Wujudkan Janji Presiden, Chusni Mubarok Dorong Percepatan Kampung Nelayan di Jawa Timur

- Wakil Ketua Komisi B DPRD Jatim, Chusni Mubarok, mendukung penuh pembangunan 40 Kampung Nelayan Merah Putih untuk mewujudkan swasembada pangan.
- Program ini fokus pada penyediaan fasilitas terpadu guna mendongkrak produktivitas dan kesejahteraan ekonomi masyarakat pesisir secara rasional.
- Pembangunan ini memperkuat posisi Jawa Timur sebagai lumbung perikanan dan buffer stock pangan nasional guna mengentaskan kemiskinan.
, SURABAYA — Komisi B Dewan Perwakilan Rakyat Daerah (DPRD) Provinsi Jawa Timur menyatakan dukungan penuh terhadap rencana pembangunan 40 Kampung Nelayan Merah Putih (KNMP) di wilayah Jawa Timur yang ditargetkan terealisasi pada tahun 2026. Program strategis nasional ini diharapkan menjadi motor penggerak kesejahteraan nelayan sekaligus memperkuat posisi Jawa Timur sebagai penyangga stok pangan nasional.
Wakil Ketua Komisi B DPRD Jawa Timur, Chusni Mubarok, menegaskan bahwa langkah ini sejalan dengan cita-cita Presiden Prabowo Subianto untuk mewujudkan swasembada pangan melalui Asta Cita.
Menurutnya, integrasi infrastruktur pendukung di kawasan pesisir menjadi kunci utama peningkatan ekonomi masyarakat nelayan.
Optimalisasi Infrastruktur Ekonomi
Chusni Mubarok menilai, keberhasilan swasembada pangan tidak bisa dilepaskan dari kesiapan infrastruktur di tingkat akar rumput, khususnya di sektor perikanan.
Bagi Chusni, konsep Kampung Nelayan Merah Putih adalah solusi rasional untuk memutus rantai kemiskinan di pesisir dengan cara mengintegrasikan seluruh fasilitas penunjang produksi dalam satu ekosistem.
“Kami memandang program ini sebagai langkah konkret. Dengan mengintegrasikan semua infrastruktur pendukung, mulai dari fasilitas tambat hingga pengolahan, kita sedang menciptakan lompatan produktivitas. Jika produktivitas naik, maka secara otomatis kesejahteraan nelayan akan terwujud,” ujar Chusni.
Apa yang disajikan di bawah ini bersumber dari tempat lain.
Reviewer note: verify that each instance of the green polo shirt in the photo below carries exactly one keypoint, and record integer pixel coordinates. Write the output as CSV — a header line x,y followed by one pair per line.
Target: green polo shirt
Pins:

Ia juga menekankan pentingnya realisasi yang cepat dan tepat sasaran. Baginya, pembangunan ini adalah bentuk pemenuhan janji negara terhadap masyarakat bawah.
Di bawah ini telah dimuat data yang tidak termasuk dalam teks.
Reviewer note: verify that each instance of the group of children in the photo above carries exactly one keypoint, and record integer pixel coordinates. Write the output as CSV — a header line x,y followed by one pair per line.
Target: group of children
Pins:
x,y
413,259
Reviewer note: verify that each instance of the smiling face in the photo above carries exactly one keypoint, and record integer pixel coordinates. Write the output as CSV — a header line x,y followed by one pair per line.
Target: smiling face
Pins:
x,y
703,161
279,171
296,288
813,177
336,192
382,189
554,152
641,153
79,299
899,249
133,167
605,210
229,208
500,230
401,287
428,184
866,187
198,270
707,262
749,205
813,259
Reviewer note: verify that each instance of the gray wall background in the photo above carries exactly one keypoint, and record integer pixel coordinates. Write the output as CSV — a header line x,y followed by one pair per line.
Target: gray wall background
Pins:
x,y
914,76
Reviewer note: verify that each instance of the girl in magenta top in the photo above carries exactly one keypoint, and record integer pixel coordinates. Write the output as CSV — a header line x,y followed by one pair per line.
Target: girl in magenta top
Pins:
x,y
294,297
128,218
“Pemerataan pembangunan dan kemakmuran yang merata adalah janji kampanye Presiden Prabowo yang harus kita bayar lunas di Jawa Timur. Kami di legislatif akan memastikan bahwa gagasan besar ini tidak berhenti di atas kertas, tapi benar-benar teraplikasi di lapangan,” tegasnya.
Penyangga Pangan Nasional
Chusni menambahkan, peran Jawa Timur sebagai salah satu penghasil perikanan terbesar di Indonesia membuat keberhasilan program ini menjadi sangat krusial. Jatim memikul tanggung jawab besar sebagai lumbung pangan laut nasional yang harus dijaga stabilitas produksinya.
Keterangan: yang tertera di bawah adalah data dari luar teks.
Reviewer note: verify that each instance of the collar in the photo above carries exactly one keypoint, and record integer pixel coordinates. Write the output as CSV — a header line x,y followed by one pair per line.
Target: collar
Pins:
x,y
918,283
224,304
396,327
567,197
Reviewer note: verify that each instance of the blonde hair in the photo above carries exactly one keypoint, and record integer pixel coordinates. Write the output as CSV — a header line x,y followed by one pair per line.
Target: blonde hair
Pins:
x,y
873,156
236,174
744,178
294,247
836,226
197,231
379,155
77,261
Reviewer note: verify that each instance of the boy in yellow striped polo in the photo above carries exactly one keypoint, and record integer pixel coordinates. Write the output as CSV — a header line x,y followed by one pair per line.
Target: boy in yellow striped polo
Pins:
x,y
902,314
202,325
“Jawa Timur adalah buffer stock pangan nasional. Tidak ada kata lain bagi kami di Komisi B selain terus membersamai dan mengawal prosesnya. Kami akan memastikan fungsi pengawasan berjalan optimal agar setiap rupiah yang dikucurkan benar-benar berdampak pada peningkatan ekonomi nelayan kita,” tambah politisi Partai Gerindra itu.
Pihaknya berkomitmen untuk terus berkoordinasi dengan pemerintah pusat dan daerah guna memastikan 40 lokasi yang diusulkan dapat segera lolos verifikasi dan mulai dibangun pada 2026. Hal ini diharapkan dapat menyerap tenaga kerja lokal dalam jumlah besar, sebagaimana target nasional dalam penguatan ekonomi biru.